Il est question ici de l’argent, que Timon repousse et maudit, mais aussi de la misanthropie dont le personnage principal est un digne tenant. Et pourquoi donc parler d’argent, spécialement en ce début d’année ? Pour deux raisons. La première, c’est que quelqu’un que j’aime beaucoup, Jean-Claude Carrière, sort un livre, L’argent : sa vie, sa mort, aux éditions Odile Jacob et qu’il en parle admirablement bien pour sa promotion. La seconde raison, qui elle me révulse, tient plus à la période précisément, mais j’en parlerai plus loin.

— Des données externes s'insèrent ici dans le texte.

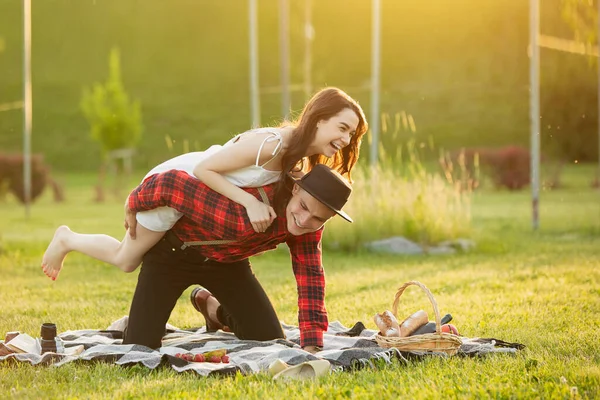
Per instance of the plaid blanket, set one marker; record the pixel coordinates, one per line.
(345, 348)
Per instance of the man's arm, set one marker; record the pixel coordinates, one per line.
(310, 278)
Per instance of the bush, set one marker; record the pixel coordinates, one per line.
(11, 175)
(115, 121)
(508, 167)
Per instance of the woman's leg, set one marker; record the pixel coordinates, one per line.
(126, 255)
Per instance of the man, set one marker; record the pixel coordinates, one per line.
(211, 245)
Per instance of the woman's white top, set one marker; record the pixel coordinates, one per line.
(163, 218)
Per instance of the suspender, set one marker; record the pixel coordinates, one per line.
(185, 245)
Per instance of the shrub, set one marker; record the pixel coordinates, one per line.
(11, 175)
(115, 121)
(508, 167)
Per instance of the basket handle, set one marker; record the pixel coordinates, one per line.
(438, 319)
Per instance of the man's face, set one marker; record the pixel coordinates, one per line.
(304, 213)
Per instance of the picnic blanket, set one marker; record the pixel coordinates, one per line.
(345, 348)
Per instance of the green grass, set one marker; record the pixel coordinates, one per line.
(540, 289)
(463, 79)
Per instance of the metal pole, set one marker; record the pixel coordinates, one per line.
(284, 54)
(534, 87)
(27, 104)
(309, 35)
(375, 57)
(598, 60)
(254, 90)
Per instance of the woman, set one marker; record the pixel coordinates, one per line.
(328, 131)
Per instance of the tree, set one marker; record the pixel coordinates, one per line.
(115, 120)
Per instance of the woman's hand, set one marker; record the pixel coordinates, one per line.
(130, 221)
(261, 215)
(312, 349)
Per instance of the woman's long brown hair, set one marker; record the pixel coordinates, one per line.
(325, 104)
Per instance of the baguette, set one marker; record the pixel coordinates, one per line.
(387, 324)
(413, 322)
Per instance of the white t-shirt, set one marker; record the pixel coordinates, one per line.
(163, 218)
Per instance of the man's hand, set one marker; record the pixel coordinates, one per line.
(312, 349)
(261, 215)
(130, 221)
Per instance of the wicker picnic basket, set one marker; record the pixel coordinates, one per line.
(429, 342)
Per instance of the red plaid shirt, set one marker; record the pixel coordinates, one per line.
(209, 215)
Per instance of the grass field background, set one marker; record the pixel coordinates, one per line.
(540, 289)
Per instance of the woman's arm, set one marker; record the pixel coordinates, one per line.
(233, 157)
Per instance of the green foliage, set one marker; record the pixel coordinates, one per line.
(582, 18)
(115, 121)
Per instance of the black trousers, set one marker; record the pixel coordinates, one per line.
(167, 271)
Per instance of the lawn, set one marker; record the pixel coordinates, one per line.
(540, 289)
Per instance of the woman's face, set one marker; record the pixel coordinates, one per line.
(335, 133)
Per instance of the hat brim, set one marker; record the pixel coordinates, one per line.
(341, 213)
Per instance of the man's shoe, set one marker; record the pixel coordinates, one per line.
(199, 298)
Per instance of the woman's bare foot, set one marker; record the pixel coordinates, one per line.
(56, 252)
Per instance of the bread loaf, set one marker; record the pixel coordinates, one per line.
(412, 323)
(387, 324)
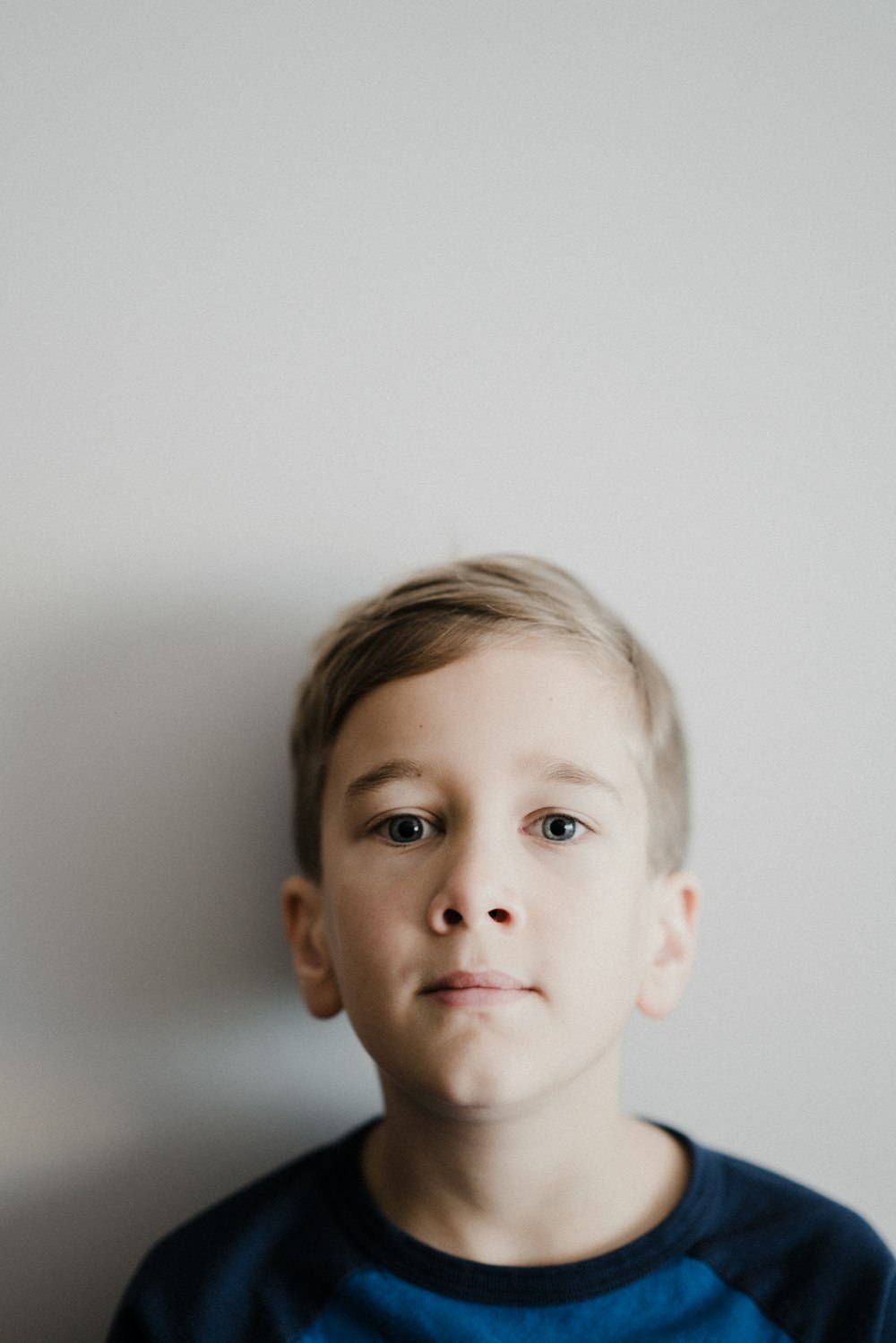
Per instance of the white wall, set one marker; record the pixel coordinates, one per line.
(304, 295)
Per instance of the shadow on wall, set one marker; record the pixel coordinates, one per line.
(155, 1053)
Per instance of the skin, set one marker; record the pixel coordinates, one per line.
(489, 922)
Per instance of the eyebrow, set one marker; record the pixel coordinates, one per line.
(381, 774)
(567, 771)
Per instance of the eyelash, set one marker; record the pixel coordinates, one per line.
(382, 829)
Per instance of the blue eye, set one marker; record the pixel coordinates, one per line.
(559, 828)
(405, 829)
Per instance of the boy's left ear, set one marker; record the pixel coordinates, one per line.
(303, 906)
(677, 907)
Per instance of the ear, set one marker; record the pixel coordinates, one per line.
(303, 906)
(677, 907)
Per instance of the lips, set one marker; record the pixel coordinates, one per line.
(465, 979)
(476, 989)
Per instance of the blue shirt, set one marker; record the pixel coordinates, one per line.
(304, 1256)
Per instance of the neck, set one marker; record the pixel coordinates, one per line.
(522, 1189)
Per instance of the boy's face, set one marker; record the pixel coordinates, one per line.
(487, 915)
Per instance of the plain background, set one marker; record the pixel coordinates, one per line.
(300, 296)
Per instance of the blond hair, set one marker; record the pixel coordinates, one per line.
(444, 614)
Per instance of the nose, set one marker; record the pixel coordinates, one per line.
(474, 891)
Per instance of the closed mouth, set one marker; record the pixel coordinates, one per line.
(463, 981)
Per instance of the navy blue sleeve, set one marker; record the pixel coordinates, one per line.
(814, 1268)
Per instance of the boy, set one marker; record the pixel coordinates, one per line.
(490, 818)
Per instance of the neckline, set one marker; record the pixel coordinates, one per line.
(449, 1275)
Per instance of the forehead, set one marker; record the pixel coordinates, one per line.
(500, 712)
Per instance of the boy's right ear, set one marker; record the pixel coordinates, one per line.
(303, 906)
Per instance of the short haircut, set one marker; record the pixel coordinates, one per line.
(447, 613)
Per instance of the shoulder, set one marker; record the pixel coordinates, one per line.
(271, 1251)
(814, 1267)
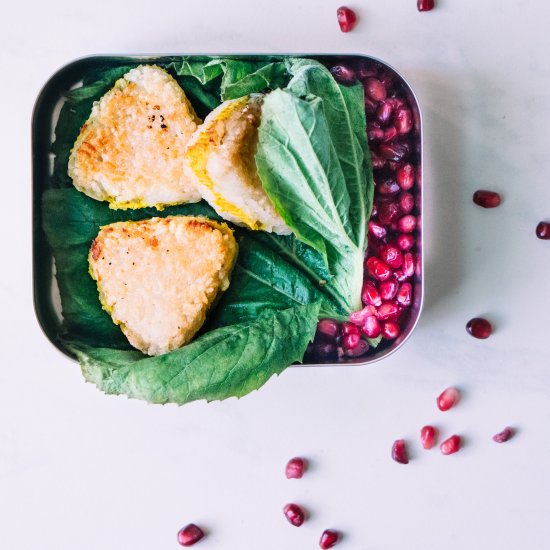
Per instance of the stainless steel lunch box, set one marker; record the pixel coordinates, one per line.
(46, 112)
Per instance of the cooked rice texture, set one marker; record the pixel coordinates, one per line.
(158, 277)
(129, 152)
(221, 154)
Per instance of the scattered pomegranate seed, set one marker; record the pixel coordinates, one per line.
(486, 199)
(479, 328)
(189, 535)
(404, 295)
(388, 289)
(504, 435)
(346, 18)
(448, 399)
(405, 242)
(343, 74)
(329, 538)
(425, 5)
(399, 452)
(295, 468)
(428, 435)
(370, 295)
(451, 445)
(294, 514)
(390, 330)
(378, 269)
(371, 328)
(375, 89)
(543, 230)
(405, 176)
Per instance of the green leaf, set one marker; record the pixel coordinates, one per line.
(226, 362)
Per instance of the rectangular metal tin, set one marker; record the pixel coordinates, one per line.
(46, 300)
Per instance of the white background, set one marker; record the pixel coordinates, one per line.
(79, 470)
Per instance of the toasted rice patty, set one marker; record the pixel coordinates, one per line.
(158, 277)
(221, 154)
(130, 150)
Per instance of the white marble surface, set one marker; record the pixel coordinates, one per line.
(81, 470)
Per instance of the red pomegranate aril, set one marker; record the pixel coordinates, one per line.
(487, 199)
(388, 212)
(428, 436)
(408, 264)
(447, 399)
(377, 230)
(403, 121)
(375, 90)
(405, 176)
(329, 538)
(371, 328)
(425, 5)
(384, 112)
(390, 330)
(388, 289)
(295, 468)
(378, 269)
(294, 514)
(370, 295)
(504, 435)
(407, 224)
(543, 230)
(479, 328)
(405, 242)
(343, 74)
(392, 256)
(388, 310)
(451, 445)
(393, 151)
(399, 452)
(346, 18)
(404, 295)
(189, 535)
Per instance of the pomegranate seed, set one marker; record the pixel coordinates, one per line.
(189, 535)
(479, 328)
(388, 289)
(295, 468)
(371, 328)
(399, 452)
(388, 212)
(375, 89)
(328, 328)
(428, 435)
(448, 399)
(384, 112)
(346, 18)
(451, 445)
(392, 256)
(379, 270)
(425, 5)
(405, 176)
(406, 202)
(543, 230)
(408, 264)
(405, 242)
(486, 199)
(404, 296)
(376, 230)
(394, 151)
(294, 514)
(390, 330)
(343, 74)
(369, 294)
(329, 538)
(504, 435)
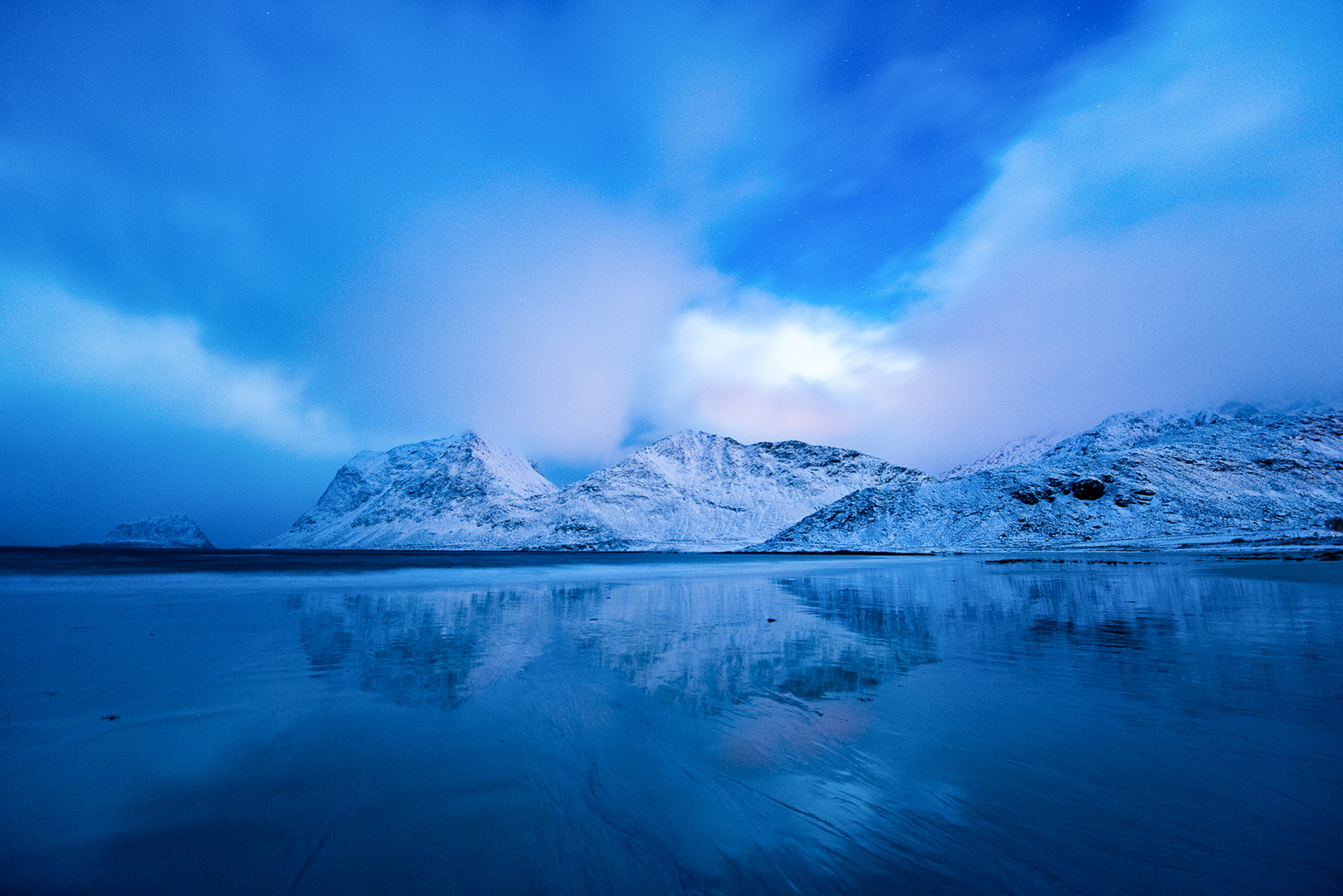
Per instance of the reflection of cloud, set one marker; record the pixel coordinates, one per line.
(441, 648)
(158, 364)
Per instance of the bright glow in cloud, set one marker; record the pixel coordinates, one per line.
(524, 312)
(773, 371)
(158, 366)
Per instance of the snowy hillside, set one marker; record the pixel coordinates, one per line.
(1135, 477)
(159, 533)
(458, 492)
(700, 492)
(691, 492)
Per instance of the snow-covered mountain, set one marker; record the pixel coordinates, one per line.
(1136, 477)
(700, 492)
(453, 494)
(159, 533)
(691, 492)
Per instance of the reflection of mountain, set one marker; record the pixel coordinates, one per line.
(706, 645)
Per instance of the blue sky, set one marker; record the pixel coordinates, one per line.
(245, 240)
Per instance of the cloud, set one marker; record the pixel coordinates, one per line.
(769, 370)
(1171, 236)
(159, 367)
(523, 310)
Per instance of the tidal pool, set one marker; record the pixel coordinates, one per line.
(675, 724)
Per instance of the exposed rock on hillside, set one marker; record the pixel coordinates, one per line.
(1135, 477)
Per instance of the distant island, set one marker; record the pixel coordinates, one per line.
(1136, 480)
(175, 531)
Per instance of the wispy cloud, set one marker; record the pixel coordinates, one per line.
(159, 367)
(771, 370)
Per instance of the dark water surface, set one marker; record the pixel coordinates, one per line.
(673, 726)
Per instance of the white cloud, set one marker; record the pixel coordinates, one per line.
(158, 366)
(524, 312)
(773, 371)
(1169, 238)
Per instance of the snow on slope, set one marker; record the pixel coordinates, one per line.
(1019, 451)
(458, 492)
(175, 531)
(1135, 477)
(700, 492)
(691, 490)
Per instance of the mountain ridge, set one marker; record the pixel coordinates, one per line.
(1132, 479)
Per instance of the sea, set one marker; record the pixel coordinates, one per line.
(242, 722)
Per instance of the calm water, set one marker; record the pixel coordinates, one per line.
(696, 726)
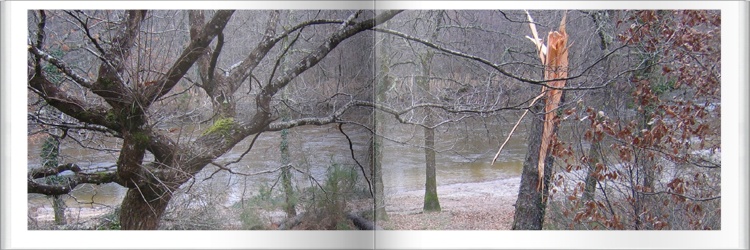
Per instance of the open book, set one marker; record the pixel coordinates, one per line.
(371, 125)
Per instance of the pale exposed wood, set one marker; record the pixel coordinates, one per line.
(556, 68)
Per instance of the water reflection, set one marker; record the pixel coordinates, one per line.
(464, 153)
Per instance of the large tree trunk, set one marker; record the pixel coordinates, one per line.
(531, 204)
(143, 208)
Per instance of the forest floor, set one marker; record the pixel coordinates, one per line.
(465, 206)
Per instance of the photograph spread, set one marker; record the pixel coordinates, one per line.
(381, 120)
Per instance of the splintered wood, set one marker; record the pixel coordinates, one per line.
(554, 56)
(556, 68)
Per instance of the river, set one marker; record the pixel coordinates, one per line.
(464, 152)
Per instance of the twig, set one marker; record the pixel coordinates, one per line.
(514, 128)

Tout d’abord, si je souhaite en parler, c’est au regard des choses qui me traversent en ce moment. J’ai travaillé pour mon master sur une notion qui est à mon sens centrale dans les processus d’exclusion sociale, ou plutôt de non-intégration ; je tends à croire de plus en plus que ces effets de bord qui, de manière centripète, excluent vers la marge sont des processus volontaires exercés par la part inhumaine de la société et que ceci passe par une phase d’aveuglement macrostructurelle, une phase par laquelle on tend à rendre certaines choses invisibles pour ne pas s’en encombrer (j’y reviendrai plus largement lorsque je publierai mon article de master). Dans ces effets de bord, je me suis souvent posé la question de savoir quelle était la place de l’argent dans ces processus. Il faut bien sûr, lorsque l’on parle d’argent, parler de capitalisme, puisque si l’on considère que le capitalisme est un problème, une nécessité ou tout au moins quelque chose qui porte intrinsèquement un débat, on ne peut faire l’économie de parler de l’argent comme valeur universelle.
La mort de l’argent
Toutefois, on se retrouve assez vite face à une contradiction de taille, comme le soulève ou le suggère Jean-Claude Carrière lorsqu’il dit que l’argent est mort. Comment alors parler de capitalisme si l’argent est mort ? Déjà, l’argent est mort ne veut pas dire que l’argent n’existe plus, mais bien plutôt qu’en tant que valeur matérielle, elle tend à disparaître. De plus en plus, il disparaît, se substitue à lui-même sous une forme totalement dématérialisée. Disparition des chèques, des guichets de banque, de l’argent dans les banques, transactions basées sur des transferts de fonds, uniquement repérables par des chiffres sur des bordereaux ; l’argent meurt, s’épuise dans ce qu’il avait de plus palpable, au profit d’une valeur abstraite. De plus en plus, on dématérialise, généralisation des moyens de paiement par carte bancaire, par contact, avec son téléphone portable, porte-monnaie électronique. Comment donner une pièce à celui qui mendie si l’on n’a plus rien dans les poches ? Ceci n’est pas une préoccupation de riche et subrepticement, on augmente encore les facteurs de marginalisation.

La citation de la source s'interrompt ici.